I’m just recently coming to terms with the fact that everything is not going to happen as I plan it to or how I think it’s going to happen. It is a hard pill to swallow, but I’m OK with that. I’m OK with not knowing each and every step that follows after the ones Ive already taken. I can prepare but will I ever be fully ready to take on what life has to offer me?! I find this funny because I was told that my life is a façade.
Me? With A false outward appearance that is meant to hide my true feelings, situation, or reality. If that’s the case I honor all the good that’s coming to me. The universe won’t let up on my joys I proudly share. My life is not perfect but the experiences I share is mine and near to my heart. Many will say shes a show off but me, Im just happy I have proof that amazing things can happen to me. Marvelous Things , Magnificent Tingz. Even when I myself fail to recognize my blessings. A life, my life filled with a sea of bliss.

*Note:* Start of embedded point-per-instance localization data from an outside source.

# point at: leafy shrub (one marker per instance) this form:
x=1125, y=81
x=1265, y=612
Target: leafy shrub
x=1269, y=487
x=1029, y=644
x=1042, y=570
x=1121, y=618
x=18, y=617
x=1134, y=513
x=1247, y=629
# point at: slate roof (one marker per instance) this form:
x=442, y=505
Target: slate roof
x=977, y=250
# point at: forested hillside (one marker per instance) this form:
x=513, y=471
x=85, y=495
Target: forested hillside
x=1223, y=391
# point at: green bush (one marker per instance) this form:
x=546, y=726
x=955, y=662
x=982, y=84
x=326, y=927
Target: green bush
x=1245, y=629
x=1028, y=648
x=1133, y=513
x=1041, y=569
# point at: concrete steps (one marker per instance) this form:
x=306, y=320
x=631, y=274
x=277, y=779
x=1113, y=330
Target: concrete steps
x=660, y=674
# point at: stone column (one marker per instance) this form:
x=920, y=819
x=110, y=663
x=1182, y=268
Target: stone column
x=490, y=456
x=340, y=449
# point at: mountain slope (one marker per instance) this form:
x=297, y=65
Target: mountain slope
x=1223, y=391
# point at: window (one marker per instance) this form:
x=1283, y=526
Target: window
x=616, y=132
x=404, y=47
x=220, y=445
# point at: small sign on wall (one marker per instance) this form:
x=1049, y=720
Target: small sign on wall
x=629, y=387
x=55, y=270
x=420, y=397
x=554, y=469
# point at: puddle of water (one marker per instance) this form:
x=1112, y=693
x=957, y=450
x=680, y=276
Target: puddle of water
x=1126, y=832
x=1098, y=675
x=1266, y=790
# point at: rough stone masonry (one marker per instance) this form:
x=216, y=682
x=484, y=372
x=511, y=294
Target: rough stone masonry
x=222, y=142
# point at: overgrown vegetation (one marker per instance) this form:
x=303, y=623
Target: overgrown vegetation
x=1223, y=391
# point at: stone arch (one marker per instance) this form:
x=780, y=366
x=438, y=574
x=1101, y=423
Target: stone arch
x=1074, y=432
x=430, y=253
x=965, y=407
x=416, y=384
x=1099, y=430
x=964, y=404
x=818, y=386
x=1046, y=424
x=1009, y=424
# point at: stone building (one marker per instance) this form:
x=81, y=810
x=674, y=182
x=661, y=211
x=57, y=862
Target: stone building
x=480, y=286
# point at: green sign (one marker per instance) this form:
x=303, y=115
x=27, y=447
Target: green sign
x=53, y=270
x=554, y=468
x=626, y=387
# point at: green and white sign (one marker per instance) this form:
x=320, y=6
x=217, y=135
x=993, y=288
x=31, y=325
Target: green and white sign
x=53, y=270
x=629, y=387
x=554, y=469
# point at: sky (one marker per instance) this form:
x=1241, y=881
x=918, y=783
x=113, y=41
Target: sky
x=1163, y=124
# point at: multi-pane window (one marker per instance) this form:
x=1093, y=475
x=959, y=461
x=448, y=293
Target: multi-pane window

This is what I’ve been missing. The universe still find ways to remind me they’re here. That’s powerful. That’s divine. That’s what I’ve been missing all along. A life that doesn’t have to look like anyone else’s version of joy but still feels like mine.
And here’s what I’ve come to realize. The universe doesn’t withhold what is meant for me, it simply waits until I’m ready. Until I’ve learned. Until I’ve softened. Until I’ve grown into the version of myself who can receive it without fear. That belief gives me peace, even when the path feels unfamiliar. I trust that everything that belongs to me will find me when the time is right.
A life filled with softness, love, and small miracles.
Let Them Think It’s a Façade. I’ll Keep Living My Truth!